De poco sirvió que el TSJ revocara luego sus sentencias. La oposición había denunciado ya en la OEA y en otros foros que Maduro pretendía cerrar el Parlamento.
Pese a todo, otro atisbo de diálogo afloró cuando, el 1° de Mayo, Maduro convocó a una Asamblea Nacional Constituyente para “pacificar” el país.
La oposición anticipó que no avalaría una Constituyente que tildó de ilegal y de la que podría emanar un suprapoder capaz de disolver el Parlamento. La MUD cosechó apoyo más allá de las fronteras venezolanas. También miembros del chavismo fueron reacios a que se tocara la Constitución de 1999, legado de su líder.
No sólo la fiscal Ortega objetó que no se consultara al pueblo sobre las “bases comiciales”; o que la elección de constituyentes estuviera sesgada por parcelamientos territoriales o corporativos favorables al Gobierno; o que no se llame a referéndum para aprobar o rechazar la futura Carta Magna.

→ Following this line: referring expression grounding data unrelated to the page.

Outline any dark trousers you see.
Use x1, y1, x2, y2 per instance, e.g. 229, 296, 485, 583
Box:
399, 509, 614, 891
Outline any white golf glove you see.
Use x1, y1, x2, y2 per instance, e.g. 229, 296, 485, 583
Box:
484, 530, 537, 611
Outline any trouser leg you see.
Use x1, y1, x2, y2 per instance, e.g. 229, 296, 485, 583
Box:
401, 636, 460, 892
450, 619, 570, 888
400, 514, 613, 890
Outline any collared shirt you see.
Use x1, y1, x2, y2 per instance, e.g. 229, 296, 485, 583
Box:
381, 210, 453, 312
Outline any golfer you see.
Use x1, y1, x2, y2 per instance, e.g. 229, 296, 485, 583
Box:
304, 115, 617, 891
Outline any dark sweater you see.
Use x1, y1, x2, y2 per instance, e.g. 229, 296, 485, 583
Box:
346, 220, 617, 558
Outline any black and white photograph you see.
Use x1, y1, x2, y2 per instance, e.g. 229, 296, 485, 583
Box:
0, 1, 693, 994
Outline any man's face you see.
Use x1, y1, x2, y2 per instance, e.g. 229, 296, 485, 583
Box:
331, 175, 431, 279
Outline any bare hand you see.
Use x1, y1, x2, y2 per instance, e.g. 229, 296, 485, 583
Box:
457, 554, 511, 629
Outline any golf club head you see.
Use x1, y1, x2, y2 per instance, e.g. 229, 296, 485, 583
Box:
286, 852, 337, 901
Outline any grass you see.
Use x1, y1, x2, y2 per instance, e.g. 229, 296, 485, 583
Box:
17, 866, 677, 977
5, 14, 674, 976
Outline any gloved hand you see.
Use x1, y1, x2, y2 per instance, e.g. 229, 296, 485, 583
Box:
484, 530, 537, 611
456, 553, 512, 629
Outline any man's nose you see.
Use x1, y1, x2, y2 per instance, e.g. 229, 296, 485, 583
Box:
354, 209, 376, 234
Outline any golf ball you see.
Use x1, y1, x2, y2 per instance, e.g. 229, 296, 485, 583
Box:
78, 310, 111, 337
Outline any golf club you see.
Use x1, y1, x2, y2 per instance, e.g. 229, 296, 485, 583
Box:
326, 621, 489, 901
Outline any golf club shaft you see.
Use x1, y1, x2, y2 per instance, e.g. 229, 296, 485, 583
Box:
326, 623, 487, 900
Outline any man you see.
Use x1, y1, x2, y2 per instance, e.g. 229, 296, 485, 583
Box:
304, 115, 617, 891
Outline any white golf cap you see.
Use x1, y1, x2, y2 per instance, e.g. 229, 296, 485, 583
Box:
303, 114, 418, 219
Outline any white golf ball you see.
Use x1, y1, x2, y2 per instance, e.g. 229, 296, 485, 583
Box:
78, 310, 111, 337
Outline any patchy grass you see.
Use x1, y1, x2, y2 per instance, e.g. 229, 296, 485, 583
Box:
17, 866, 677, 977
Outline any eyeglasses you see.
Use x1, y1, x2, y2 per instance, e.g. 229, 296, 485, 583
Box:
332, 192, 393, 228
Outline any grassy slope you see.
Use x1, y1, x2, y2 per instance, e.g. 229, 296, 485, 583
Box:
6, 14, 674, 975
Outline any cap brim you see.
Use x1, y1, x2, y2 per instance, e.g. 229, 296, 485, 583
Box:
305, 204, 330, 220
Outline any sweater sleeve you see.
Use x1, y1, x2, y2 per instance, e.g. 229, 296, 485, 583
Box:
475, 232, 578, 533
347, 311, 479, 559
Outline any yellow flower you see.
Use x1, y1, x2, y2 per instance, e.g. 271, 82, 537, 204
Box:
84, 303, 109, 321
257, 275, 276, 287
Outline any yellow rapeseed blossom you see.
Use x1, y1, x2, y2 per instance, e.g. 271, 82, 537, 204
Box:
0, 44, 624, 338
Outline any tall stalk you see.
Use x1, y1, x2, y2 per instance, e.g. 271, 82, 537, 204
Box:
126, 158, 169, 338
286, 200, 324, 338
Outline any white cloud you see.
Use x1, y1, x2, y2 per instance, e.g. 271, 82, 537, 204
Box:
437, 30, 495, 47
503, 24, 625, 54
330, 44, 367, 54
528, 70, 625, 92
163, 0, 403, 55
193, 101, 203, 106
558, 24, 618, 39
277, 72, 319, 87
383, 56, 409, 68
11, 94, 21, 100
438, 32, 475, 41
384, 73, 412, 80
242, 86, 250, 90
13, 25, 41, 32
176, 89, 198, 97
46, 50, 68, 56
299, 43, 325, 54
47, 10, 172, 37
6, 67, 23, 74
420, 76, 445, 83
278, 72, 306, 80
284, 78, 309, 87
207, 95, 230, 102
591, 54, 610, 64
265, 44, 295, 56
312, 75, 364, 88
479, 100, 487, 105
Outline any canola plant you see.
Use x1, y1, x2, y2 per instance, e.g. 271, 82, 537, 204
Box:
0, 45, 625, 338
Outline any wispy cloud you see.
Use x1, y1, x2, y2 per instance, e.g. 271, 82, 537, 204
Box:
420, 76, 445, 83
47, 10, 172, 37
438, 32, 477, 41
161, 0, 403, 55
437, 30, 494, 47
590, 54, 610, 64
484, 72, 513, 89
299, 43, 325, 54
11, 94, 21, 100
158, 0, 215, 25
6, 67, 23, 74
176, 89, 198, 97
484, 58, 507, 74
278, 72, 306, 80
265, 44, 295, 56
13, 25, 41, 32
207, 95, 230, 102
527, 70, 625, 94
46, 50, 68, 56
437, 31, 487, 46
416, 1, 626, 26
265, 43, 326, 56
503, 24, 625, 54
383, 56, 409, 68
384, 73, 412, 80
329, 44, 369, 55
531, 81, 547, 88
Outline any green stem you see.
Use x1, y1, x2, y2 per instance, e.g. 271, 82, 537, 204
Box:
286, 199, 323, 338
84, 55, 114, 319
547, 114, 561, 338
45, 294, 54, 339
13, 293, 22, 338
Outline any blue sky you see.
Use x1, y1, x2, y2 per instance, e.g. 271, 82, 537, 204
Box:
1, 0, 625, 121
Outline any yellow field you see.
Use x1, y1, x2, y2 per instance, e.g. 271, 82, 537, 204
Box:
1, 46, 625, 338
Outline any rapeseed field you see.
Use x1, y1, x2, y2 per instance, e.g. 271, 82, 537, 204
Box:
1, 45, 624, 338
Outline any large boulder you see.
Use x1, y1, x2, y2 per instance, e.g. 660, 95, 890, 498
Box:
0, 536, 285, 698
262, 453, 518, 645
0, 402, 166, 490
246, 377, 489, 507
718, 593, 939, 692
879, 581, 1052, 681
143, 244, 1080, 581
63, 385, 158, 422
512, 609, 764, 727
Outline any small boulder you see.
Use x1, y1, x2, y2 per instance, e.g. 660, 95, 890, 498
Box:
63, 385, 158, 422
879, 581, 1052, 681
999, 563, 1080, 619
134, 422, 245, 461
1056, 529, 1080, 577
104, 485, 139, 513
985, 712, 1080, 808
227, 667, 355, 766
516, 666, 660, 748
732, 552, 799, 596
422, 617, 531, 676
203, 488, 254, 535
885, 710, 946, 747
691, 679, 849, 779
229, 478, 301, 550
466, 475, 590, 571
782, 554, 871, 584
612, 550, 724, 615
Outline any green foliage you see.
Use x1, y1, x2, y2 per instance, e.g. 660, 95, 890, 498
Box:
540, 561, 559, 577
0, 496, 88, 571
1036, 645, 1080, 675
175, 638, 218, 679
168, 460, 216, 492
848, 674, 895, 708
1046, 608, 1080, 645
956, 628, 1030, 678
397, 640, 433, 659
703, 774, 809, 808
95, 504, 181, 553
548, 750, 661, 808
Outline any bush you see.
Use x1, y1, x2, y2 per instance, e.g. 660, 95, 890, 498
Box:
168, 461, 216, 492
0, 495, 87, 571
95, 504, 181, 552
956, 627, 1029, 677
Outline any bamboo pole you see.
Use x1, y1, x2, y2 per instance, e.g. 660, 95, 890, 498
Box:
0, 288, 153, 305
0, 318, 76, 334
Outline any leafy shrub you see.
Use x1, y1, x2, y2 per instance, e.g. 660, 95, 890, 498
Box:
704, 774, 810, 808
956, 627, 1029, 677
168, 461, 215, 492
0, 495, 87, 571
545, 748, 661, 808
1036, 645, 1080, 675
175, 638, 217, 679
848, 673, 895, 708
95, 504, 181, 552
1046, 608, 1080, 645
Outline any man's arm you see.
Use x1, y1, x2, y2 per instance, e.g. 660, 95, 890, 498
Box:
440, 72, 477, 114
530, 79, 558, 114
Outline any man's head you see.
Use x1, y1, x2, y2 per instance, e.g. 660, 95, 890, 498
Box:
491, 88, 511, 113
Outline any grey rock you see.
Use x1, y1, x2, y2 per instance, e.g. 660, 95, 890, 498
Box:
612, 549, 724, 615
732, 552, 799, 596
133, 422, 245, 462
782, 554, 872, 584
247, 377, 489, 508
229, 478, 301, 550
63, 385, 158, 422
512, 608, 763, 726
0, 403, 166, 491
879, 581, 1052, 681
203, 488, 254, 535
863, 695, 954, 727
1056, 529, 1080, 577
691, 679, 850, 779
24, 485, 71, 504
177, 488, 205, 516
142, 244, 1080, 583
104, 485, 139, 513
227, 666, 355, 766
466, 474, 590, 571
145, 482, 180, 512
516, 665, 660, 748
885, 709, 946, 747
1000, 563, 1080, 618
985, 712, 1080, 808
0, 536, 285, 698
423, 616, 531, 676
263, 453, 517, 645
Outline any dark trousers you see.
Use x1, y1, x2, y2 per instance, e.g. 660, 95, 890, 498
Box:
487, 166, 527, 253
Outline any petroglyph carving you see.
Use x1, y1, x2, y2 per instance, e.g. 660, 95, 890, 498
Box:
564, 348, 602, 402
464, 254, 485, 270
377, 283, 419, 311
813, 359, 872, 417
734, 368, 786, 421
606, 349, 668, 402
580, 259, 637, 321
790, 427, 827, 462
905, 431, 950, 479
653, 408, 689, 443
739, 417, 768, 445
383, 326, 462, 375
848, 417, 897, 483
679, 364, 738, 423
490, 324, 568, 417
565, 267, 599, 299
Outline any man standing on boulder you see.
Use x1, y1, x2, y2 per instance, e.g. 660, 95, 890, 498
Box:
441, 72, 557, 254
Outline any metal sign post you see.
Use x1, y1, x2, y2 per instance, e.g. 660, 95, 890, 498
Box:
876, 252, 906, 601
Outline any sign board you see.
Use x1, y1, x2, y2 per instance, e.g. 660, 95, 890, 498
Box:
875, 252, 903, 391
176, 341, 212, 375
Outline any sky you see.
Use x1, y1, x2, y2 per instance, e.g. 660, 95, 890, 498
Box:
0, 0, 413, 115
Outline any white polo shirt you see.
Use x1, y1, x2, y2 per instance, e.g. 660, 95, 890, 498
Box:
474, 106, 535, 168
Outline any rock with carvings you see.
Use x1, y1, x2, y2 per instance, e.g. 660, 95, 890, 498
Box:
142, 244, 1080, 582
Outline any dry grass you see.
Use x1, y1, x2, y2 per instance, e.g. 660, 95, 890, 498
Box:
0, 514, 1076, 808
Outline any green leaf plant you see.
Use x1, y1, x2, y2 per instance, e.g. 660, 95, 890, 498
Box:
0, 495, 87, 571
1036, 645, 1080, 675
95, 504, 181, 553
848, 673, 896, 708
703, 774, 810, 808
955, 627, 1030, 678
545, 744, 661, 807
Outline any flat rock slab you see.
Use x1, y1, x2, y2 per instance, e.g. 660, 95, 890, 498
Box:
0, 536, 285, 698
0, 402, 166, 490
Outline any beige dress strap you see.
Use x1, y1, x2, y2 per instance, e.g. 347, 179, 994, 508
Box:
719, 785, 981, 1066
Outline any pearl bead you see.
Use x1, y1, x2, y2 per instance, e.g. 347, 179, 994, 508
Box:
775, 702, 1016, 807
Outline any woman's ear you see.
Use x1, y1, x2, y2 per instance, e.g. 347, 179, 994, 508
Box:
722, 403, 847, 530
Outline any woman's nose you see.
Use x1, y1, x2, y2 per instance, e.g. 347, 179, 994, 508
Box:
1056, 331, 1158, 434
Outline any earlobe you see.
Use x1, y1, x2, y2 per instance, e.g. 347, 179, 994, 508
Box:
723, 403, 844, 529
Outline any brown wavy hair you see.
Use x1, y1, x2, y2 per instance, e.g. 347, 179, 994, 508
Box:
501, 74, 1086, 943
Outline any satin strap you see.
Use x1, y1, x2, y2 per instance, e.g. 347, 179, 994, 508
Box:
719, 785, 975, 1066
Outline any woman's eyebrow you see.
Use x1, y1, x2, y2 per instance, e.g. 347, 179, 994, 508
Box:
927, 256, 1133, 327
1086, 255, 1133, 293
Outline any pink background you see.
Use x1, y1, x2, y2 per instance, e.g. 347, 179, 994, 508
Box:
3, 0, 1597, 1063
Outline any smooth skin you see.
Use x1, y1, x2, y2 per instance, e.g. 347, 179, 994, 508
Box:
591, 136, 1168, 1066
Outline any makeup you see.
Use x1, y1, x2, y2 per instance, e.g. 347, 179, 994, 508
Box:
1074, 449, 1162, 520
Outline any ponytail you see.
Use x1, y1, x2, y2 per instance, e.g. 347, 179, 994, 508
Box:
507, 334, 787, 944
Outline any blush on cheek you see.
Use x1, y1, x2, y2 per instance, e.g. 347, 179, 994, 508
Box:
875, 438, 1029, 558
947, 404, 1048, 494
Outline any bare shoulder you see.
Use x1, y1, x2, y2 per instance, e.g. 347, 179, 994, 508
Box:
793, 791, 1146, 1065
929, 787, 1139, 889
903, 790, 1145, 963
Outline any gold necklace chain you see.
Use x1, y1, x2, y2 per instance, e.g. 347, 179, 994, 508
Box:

Así se llegó a la simbólica consulta del 16 de julio, donde la MUD hizo el penúltimo intento por frenar la votación del domingo pasado, en la que unos y otros cantarían una estéril “victoria”.
Así, como un colectivo atiborrado de gente, cuyo conductor no para de acelerar pese a entrar en una calle sin salida, la crisis venezolana suma cada día nuevas víctimas. Aunque el impacto mayor parece aún latente, e irreversible.